Ses remparts, datant des XII° et XIV°, témoignent de la période médiévale ainsi que l’église de Pareloup, remaniée plusieurs fois, qui abrite aujourd’hui les œuvres du sculpteur Jacques Bernus, originaire de la ville. Au Nord-Est de Mazan, vous découvrirez l’Allée des Sarcophages : le cimetière est entouré d’une succession de sarcophages de pierre du VIe et VIIe siècles, trouvés dans les champs au XVIIIe siècle. On sait qu’autrefois ils jalonnaient par centaine la voie antique Carpentras-Mormoiron et rappellent ceux des Alyscamps d’Arles.

Quelques seigneurs illustres ont laissé à Mazan de belles demeures comme le Château de Sade, qui abrite aujourd’hui un hôtel très élégant. Ce Château, à quelques kilomètres du Château de Lacoste, est un lieu chargé d’Histoire.

Construit au début du 18e siècle, le Château a vu grandir le Père et l’oncle du Divin Marquis, le célèbre Abbé de Sade. Donatien de Sade, qui passa l’essentiel de sa vie à Paris y séjourna à de nombreuses reprises, il y organisa quelques fêtes mémorables dont ce qui allait être, en 1772, le premier Festival de Théâtre en France. Les pièces dans lesquelles il jouait furent présentées en alternance à Mazan et à Lacoste.

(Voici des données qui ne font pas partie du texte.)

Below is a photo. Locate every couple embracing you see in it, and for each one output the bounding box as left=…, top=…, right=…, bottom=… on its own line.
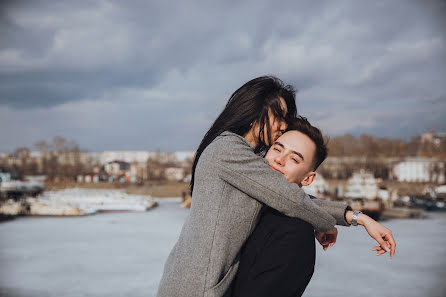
left=158, top=76, right=395, bottom=297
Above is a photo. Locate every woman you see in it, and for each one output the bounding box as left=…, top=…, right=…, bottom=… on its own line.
left=158, top=76, right=394, bottom=297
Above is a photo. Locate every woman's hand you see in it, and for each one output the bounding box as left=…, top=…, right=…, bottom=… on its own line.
left=364, top=218, right=396, bottom=258
left=315, top=228, right=338, bottom=251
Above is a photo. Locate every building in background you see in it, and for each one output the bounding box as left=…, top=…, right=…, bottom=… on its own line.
left=393, top=158, right=445, bottom=184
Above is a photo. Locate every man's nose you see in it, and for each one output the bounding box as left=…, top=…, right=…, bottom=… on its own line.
left=274, top=154, right=284, bottom=165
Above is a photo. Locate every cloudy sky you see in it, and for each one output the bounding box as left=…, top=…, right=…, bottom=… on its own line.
left=0, top=0, right=446, bottom=151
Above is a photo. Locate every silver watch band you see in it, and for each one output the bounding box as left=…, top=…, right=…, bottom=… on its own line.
left=352, top=210, right=362, bottom=226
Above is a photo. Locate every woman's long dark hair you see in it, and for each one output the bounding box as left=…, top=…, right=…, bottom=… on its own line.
left=190, top=76, right=297, bottom=193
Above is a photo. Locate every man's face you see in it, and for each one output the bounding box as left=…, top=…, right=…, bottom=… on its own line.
left=265, top=131, right=316, bottom=186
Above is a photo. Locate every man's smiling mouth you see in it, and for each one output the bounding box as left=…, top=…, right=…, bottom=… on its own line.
left=269, top=165, right=283, bottom=174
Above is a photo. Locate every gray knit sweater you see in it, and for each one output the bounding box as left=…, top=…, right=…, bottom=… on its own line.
left=157, top=132, right=348, bottom=297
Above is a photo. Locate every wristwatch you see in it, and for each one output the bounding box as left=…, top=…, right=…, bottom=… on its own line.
left=352, top=210, right=362, bottom=226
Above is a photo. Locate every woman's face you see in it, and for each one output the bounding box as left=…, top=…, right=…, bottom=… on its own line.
left=249, top=98, right=288, bottom=146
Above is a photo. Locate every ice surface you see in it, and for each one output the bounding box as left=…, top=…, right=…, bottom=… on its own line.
left=0, top=199, right=446, bottom=297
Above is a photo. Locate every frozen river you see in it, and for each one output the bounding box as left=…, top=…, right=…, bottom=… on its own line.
left=0, top=199, right=446, bottom=297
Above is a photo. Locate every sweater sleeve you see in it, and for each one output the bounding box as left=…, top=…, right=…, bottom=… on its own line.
left=211, top=135, right=336, bottom=231
left=309, top=195, right=352, bottom=226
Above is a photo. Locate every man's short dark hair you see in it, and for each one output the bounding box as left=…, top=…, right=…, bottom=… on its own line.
left=287, top=116, right=328, bottom=170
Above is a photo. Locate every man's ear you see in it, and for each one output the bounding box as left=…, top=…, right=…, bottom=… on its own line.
left=301, top=171, right=316, bottom=186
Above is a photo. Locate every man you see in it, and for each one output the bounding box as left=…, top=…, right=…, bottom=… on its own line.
left=232, top=118, right=344, bottom=297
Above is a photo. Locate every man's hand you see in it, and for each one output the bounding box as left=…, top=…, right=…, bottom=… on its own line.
left=315, top=228, right=338, bottom=251
left=364, top=219, right=396, bottom=258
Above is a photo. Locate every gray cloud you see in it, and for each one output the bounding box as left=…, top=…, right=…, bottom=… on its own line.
left=0, top=0, right=446, bottom=150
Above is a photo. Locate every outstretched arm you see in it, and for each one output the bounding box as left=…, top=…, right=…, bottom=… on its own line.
left=315, top=210, right=396, bottom=258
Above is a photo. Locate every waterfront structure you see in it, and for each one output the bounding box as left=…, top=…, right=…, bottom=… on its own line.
left=393, top=158, right=445, bottom=184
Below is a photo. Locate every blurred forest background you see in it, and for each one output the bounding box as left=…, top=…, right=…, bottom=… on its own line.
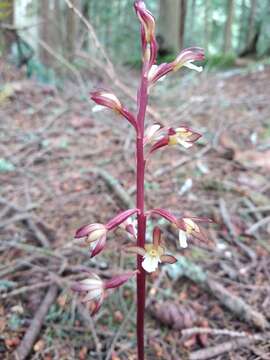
left=0, top=0, right=270, bottom=360
left=0, top=0, right=270, bottom=76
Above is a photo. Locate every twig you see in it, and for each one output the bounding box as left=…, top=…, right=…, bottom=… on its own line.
left=105, top=303, right=135, bottom=360
left=14, top=285, right=58, bottom=360
left=90, top=168, right=134, bottom=208
left=189, top=333, right=270, bottom=360
left=181, top=327, right=250, bottom=340
left=246, top=216, right=270, bottom=235
left=0, top=281, right=51, bottom=299
left=166, top=256, right=269, bottom=330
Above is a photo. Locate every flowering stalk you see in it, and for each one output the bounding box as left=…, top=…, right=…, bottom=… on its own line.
left=73, top=0, right=209, bottom=360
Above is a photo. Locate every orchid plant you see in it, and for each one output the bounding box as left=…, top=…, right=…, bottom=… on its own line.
left=73, top=0, right=210, bottom=360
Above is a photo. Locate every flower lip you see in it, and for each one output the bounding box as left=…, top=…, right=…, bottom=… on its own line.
left=126, top=226, right=177, bottom=273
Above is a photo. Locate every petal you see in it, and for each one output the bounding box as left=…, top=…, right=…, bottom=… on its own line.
left=106, top=209, right=138, bottom=230
left=183, top=61, right=203, bottom=72
left=153, top=226, right=161, bottom=248
left=160, top=255, right=177, bottom=264
left=179, top=230, right=188, bottom=248
left=82, top=289, right=104, bottom=303
left=90, top=236, right=106, bottom=258
left=183, top=218, right=200, bottom=233
left=124, top=246, right=145, bottom=256
left=142, top=253, right=160, bottom=273
left=177, top=138, right=193, bottom=149
left=92, top=105, right=106, bottom=112
left=91, top=292, right=105, bottom=316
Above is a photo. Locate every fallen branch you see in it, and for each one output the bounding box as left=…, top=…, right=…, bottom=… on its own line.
left=14, top=285, right=58, bottom=360
left=189, top=333, right=270, bottom=360
left=166, top=256, right=269, bottom=330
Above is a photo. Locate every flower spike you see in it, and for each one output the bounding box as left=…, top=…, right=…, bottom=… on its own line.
left=72, top=271, right=137, bottom=316
left=134, top=0, right=157, bottom=71
left=172, top=47, right=205, bottom=72
left=72, top=274, right=105, bottom=315
left=126, top=226, right=177, bottom=273
left=90, top=90, right=137, bottom=129
left=150, top=126, right=201, bottom=153
left=75, top=209, right=138, bottom=258
left=134, top=0, right=156, bottom=45
left=148, top=47, right=205, bottom=85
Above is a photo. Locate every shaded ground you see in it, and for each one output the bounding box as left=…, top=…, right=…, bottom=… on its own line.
left=0, top=60, right=270, bottom=360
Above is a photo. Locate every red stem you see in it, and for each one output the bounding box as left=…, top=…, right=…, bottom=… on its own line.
left=136, top=72, right=148, bottom=360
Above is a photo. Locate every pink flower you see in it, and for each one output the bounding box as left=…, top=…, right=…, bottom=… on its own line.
left=134, top=0, right=156, bottom=43
left=148, top=47, right=205, bottom=85
left=72, top=271, right=137, bottom=315
left=150, top=126, right=201, bottom=153
left=75, top=209, right=138, bottom=258
left=126, top=226, right=177, bottom=273
left=179, top=217, right=212, bottom=248
left=90, top=90, right=137, bottom=129
left=72, top=274, right=105, bottom=315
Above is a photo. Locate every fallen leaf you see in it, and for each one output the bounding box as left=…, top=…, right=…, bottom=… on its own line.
left=235, top=150, right=270, bottom=170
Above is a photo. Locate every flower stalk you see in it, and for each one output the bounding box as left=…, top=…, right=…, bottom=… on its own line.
left=73, top=0, right=207, bottom=360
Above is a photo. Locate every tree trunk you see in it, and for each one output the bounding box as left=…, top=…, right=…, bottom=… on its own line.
left=159, top=0, right=186, bottom=53
left=224, top=0, right=234, bottom=54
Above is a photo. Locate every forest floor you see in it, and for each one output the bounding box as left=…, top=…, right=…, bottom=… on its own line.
left=0, top=59, right=270, bottom=360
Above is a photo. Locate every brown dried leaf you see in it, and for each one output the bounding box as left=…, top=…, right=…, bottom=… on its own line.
left=151, top=301, right=199, bottom=330
left=235, top=150, right=270, bottom=170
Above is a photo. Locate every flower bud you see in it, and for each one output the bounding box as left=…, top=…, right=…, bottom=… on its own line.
left=90, top=90, right=123, bottom=112
left=72, top=274, right=105, bottom=315
left=75, top=223, right=108, bottom=242
left=134, top=0, right=156, bottom=44
left=171, top=47, right=205, bottom=72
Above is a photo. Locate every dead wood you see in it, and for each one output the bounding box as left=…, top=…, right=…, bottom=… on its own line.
left=189, top=333, right=270, bottom=360
left=90, top=168, right=134, bottom=208
left=167, top=256, right=269, bottom=330
left=14, top=285, right=58, bottom=360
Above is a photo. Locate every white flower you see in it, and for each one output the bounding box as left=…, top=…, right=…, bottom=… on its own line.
left=179, top=218, right=200, bottom=248
left=142, top=244, right=165, bottom=273
left=126, top=226, right=177, bottom=273
left=183, top=61, right=203, bottom=72
left=92, top=105, right=106, bottom=112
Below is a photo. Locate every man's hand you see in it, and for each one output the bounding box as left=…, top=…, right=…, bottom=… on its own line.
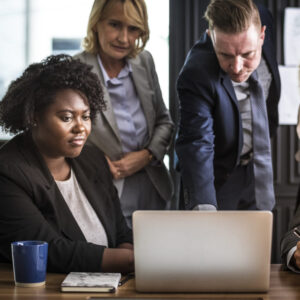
left=106, top=149, right=151, bottom=179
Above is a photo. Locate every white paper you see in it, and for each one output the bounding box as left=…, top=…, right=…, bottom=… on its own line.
left=278, top=66, right=300, bottom=125
left=284, top=7, right=300, bottom=66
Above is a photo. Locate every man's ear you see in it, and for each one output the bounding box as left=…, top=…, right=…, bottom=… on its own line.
left=259, top=26, right=267, bottom=42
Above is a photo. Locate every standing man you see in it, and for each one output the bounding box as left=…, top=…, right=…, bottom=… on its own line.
left=176, top=0, right=280, bottom=210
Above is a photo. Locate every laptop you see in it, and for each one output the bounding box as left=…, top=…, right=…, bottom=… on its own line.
left=133, top=211, right=273, bottom=292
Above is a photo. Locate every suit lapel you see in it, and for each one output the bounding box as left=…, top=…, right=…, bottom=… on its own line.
left=72, top=159, right=113, bottom=245
left=129, top=57, right=155, bottom=136
left=21, top=134, right=85, bottom=241
left=86, top=54, right=120, bottom=141
left=220, top=69, right=244, bottom=163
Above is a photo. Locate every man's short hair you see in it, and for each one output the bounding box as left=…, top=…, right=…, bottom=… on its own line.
left=204, top=0, right=261, bottom=33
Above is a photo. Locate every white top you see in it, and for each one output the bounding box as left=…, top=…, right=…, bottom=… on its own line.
left=55, top=169, right=108, bottom=247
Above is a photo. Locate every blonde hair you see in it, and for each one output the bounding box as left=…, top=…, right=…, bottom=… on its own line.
left=83, top=0, right=149, bottom=57
left=204, top=0, right=261, bottom=33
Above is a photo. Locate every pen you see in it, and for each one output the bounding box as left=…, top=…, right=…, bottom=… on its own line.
left=119, top=273, right=134, bottom=286
left=293, top=227, right=300, bottom=239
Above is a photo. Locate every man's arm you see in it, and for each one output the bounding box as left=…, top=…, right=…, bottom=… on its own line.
left=176, top=65, right=217, bottom=209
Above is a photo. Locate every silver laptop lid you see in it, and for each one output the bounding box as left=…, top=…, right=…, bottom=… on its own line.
left=133, top=211, right=273, bottom=292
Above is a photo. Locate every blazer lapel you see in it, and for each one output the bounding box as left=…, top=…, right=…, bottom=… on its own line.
left=86, top=54, right=120, bottom=140
left=220, top=70, right=244, bottom=163
left=71, top=159, right=113, bottom=245
left=21, top=133, right=85, bottom=241
left=129, top=57, right=155, bottom=136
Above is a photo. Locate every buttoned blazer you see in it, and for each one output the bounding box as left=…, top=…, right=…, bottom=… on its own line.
left=75, top=51, right=174, bottom=201
left=176, top=7, right=280, bottom=209
left=0, top=134, right=132, bottom=273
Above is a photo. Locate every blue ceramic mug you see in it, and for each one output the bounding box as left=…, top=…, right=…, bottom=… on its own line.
left=11, top=241, right=48, bottom=287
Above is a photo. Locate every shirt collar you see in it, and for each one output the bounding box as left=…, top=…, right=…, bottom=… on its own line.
left=97, top=54, right=132, bottom=87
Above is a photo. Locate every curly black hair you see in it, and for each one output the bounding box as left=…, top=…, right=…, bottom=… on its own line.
left=0, top=54, right=106, bottom=134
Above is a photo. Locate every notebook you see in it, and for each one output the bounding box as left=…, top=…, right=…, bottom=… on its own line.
left=61, top=272, right=121, bottom=293
left=133, top=211, right=273, bottom=292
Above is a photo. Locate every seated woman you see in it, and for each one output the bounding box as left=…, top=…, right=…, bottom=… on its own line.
left=0, top=55, right=133, bottom=273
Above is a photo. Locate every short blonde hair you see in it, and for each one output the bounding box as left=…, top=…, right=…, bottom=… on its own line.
left=83, top=0, right=149, bottom=57
left=204, top=0, right=261, bottom=33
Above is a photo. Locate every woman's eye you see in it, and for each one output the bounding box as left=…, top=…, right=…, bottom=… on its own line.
left=128, top=26, right=140, bottom=32
left=61, top=116, right=72, bottom=122
left=82, top=115, right=91, bottom=121
left=109, top=22, right=119, bottom=28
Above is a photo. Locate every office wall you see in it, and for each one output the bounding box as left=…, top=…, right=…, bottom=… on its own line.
left=169, top=0, right=300, bottom=263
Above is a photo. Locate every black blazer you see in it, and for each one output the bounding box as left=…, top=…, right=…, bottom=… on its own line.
left=176, top=7, right=280, bottom=209
left=0, top=133, right=132, bottom=273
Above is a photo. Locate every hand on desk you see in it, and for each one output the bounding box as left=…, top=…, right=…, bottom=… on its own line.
left=294, top=241, right=300, bottom=269
left=106, top=149, right=150, bottom=179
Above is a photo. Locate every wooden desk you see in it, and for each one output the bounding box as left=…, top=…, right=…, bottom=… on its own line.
left=0, top=264, right=300, bottom=300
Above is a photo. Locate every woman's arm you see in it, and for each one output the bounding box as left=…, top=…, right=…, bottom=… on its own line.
left=101, top=245, right=134, bottom=273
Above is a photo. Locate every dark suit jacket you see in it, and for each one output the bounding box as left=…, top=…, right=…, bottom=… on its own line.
left=176, top=5, right=280, bottom=209
left=0, top=134, right=132, bottom=273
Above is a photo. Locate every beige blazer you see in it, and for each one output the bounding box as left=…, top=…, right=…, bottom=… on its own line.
left=75, top=51, right=174, bottom=201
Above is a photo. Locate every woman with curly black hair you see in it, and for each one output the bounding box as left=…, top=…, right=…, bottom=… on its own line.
left=0, top=55, right=133, bottom=273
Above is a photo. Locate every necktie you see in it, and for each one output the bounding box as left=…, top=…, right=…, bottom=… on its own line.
left=249, top=71, right=275, bottom=210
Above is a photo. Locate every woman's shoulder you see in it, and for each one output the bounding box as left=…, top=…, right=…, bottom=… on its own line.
left=76, top=144, right=106, bottom=165
left=73, top=51, right=97, bottom=65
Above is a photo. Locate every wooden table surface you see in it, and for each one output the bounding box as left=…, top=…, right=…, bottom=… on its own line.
left=0, top=264, right=300, bottom=300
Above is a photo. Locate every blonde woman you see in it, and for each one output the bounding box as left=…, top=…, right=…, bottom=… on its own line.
left=76, top=0, right=174, bottom=226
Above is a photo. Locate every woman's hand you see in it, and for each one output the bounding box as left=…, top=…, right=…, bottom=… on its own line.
left=109, top=149, right=151, bottom=179
left=294, top=241, right=300, bottom=269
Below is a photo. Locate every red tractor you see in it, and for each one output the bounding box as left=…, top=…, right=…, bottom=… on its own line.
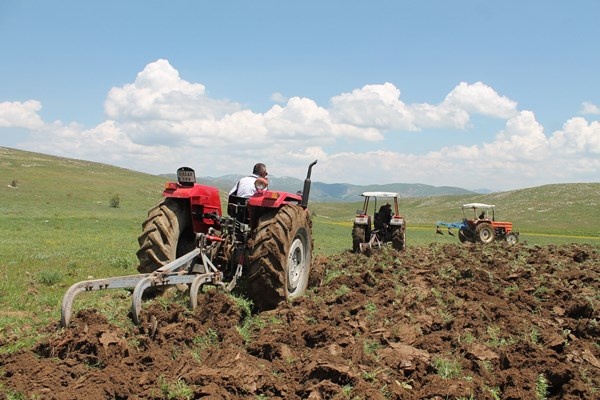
left=458, top=203, right=519, bottom=245
left=61, top=161, right=317, bottom=326
left=352, top=192, right=406, bottom=253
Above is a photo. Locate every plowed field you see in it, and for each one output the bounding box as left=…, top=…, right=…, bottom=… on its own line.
left=0, top=244, right=600, bottom=400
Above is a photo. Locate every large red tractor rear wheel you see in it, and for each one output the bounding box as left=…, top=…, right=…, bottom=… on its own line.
left=247, top=205, right=313, bottom=310
left=475, top=222, right=496, bottom=244
left=136, top=198, right=194, bottom=273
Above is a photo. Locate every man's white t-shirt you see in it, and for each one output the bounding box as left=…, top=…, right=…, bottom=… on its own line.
left=229, top=175, right=258, bottom=198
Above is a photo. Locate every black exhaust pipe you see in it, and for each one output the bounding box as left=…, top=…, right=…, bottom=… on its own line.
left=300, top=160, right=317, bottom=209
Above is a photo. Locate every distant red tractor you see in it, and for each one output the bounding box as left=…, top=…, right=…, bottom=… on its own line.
left=436, top=203, right=519, bottom=245
left=352, top=192, right=406, bottom=253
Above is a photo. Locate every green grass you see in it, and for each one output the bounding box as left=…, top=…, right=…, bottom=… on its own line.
left=0, top=147, right=600, bottom=352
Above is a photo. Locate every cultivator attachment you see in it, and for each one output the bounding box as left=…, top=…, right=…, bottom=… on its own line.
left=435, top=221, right=464, bottom=236
left=60, top=234, right=237, bottom=327
left=359, top=231, right=383, bottom=253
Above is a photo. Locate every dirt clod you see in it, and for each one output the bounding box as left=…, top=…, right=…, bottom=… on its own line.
left=0, top=243, right=600, bottom=400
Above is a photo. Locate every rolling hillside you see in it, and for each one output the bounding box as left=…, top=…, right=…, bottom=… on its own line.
left=0, top=147, right=600, bottom=236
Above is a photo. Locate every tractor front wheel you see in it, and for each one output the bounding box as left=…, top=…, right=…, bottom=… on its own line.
left=247, top=205, right=313, bottom=310
left=136, top=198, right=194, bottom=273
left=475, top=223, right=496, bottom=244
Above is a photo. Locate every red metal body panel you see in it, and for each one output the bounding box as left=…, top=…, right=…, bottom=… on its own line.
left=163, top=183, right=223, bottom=233
left=492, top=221, right=512, bottom=233
left=248, top=190, right=302, bottom=208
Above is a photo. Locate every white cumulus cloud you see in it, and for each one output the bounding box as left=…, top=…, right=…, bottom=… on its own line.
left=0, top=60, right=600, bottom=189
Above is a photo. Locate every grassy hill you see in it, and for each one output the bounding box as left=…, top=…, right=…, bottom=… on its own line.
left=190, top=175, right=476, bottom=203
left=0, top=147, right=600, bottom=351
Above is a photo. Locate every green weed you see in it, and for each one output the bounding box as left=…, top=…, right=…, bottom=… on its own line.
left=159, top=376, right=194, bottom=400
left=433, top=357, right=462, bottom=379
left=535, top=374, right=549, bottom=400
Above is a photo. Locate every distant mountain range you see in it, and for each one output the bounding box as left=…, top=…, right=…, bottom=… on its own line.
left=163, top=174, right=480, bottom=202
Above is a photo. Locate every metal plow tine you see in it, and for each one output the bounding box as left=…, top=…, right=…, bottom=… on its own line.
left=131, top=273, right=206, bottom=325
left=190, top=273, right=215, bottom=310
left=60, top=274, right=149, bottom=328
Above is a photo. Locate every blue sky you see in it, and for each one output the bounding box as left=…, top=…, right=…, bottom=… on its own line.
left=0, top=0, right=600, bottom=190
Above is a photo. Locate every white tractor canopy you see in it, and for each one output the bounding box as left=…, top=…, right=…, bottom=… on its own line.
left=463, top=203, right=496, bottom=210
left=361, top=192, right=400, bottom=198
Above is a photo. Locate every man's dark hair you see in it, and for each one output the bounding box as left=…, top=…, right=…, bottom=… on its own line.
left=252, top=163, right=267, bottom=175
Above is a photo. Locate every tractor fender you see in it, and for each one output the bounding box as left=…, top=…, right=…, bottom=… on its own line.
left=163, top=182, right=223, bottom=233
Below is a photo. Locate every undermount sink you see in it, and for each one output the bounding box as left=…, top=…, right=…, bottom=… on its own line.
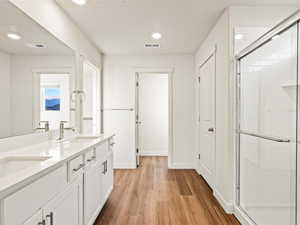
left=0, top=156, right=51, bottom=178
left=63, top=136, right=100, bottom=143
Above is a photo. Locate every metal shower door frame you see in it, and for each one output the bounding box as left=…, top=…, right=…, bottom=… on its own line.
left=235, top=10, right=300, bottom=224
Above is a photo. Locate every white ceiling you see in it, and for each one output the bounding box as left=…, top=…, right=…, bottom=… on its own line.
left=0, top=2, right=74, bottom=55
left=56, top=0, right=299, bottom=54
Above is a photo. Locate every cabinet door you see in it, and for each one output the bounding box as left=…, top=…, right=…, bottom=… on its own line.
left=102, top=152, right=113, bottom=201
left=44, top=176, right=83, bottom=225
left=22, top=210, right=43, bottom=225
left=84, top=165, right=103, bottom=225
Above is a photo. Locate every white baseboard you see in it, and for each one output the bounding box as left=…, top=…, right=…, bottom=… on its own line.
left=234, top=206, right=255, bottom=225
left=170, top=163, right=194, bottom=169
left=114, top=163, right=136, bottom=169
left=141, top=151, right=168, bottom=156
left=213, top=190, right=234, bottom=214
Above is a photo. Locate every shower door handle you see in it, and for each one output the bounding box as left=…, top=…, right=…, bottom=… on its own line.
left=239, top=130, right=291, bottom=143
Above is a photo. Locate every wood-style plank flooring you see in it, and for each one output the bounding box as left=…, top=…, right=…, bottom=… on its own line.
left=94, top=157, right=240, bottom=225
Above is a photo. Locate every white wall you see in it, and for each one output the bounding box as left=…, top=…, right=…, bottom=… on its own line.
left=0, top=51, right=11, bottom=137
left=104, top=55, right=195, bottom=168
left=195, top=6, right=296, bottom=211
left=11, top=56, right=74, bottom=135
left=9, top=0, right=101, bottom=67
left=138, top=73, right=169, bottom=156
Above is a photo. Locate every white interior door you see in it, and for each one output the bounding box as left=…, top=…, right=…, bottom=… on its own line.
left=137, top=73, right=169, bottom=156
left=198, top=54, right=215, bottom=187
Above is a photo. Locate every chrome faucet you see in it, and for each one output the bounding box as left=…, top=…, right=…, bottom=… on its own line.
left=35, top=121, right=50, bottom=132
left=57, top=121, right=75, bottom=141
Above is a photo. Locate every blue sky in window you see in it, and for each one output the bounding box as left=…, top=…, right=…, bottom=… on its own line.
left=45, top=88, right=60, bottom=98
left=45, top=88, right=60, bottom=111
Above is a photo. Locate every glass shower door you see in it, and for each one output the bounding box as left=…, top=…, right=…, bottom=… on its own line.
left=239, top=25, right=298, bottom=225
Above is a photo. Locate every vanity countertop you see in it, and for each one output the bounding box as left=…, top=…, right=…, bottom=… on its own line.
left=0, top=134, right=114, bottom=199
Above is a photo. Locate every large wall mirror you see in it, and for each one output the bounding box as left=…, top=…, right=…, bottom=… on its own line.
left=0, top=2, right=76, bottom=138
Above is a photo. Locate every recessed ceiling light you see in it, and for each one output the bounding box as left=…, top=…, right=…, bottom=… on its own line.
left=272, top=34, right=280, bottom=40
left=7, top=33, right=22, bottom=40
left=234, top=34, right=244, bottom=40
left=72, top=0, right=87, bottom=5
left=152, top=33, right=161, bottom=40
left=27, top=43, right=46, bottom=48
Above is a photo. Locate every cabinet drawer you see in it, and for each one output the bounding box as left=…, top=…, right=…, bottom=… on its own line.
left=95, top=141, right=109, bottom=162
left=68, top=155, right=85, bottom=182
left=85, top=149, right=96, bottom=165
left=3, top=165, right=67, bottom=225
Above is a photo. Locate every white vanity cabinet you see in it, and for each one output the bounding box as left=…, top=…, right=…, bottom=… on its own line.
left=84, top=163, right=103, bottom=225
left=0, top=136, right=113, bottom=225
left=43, top=176, right=83, bottom=225
left=84, top=139, right=113, bottom=225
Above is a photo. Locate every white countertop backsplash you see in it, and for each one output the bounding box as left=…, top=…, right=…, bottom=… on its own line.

Durant la Révolution, Sade fut déclaré indésirable à Mazan. Les archives familiales furent détruites et le Château endommagé.
Le Château resta la propriété de la famille de Sade jusqu’en 1850. Il fut ensuite résidence d’un particulier, puis école religieuse, avant de devenir en 1923 la Maison de retraite de Mazan jusqu’en 1999.

C’est alors que la famille Lhermie le rachète et entame une période de rénovation pour apporter les embellissements nécessaires et transformer la bâtisse en un très bel hôtel. Des éléments historiques comme les moulures centenaires du salon ont bien entendu été conservées.

Vingt-cinq chambres et suites se répartissent dans le château et sa chapelle, et cinq dans une maison du 17e qui fait face au château. Terrasse fleurie ou jardin privatif pour les unes, douche-hammam ou vue imprenable sur les toits ensoleillés du village pour les autres.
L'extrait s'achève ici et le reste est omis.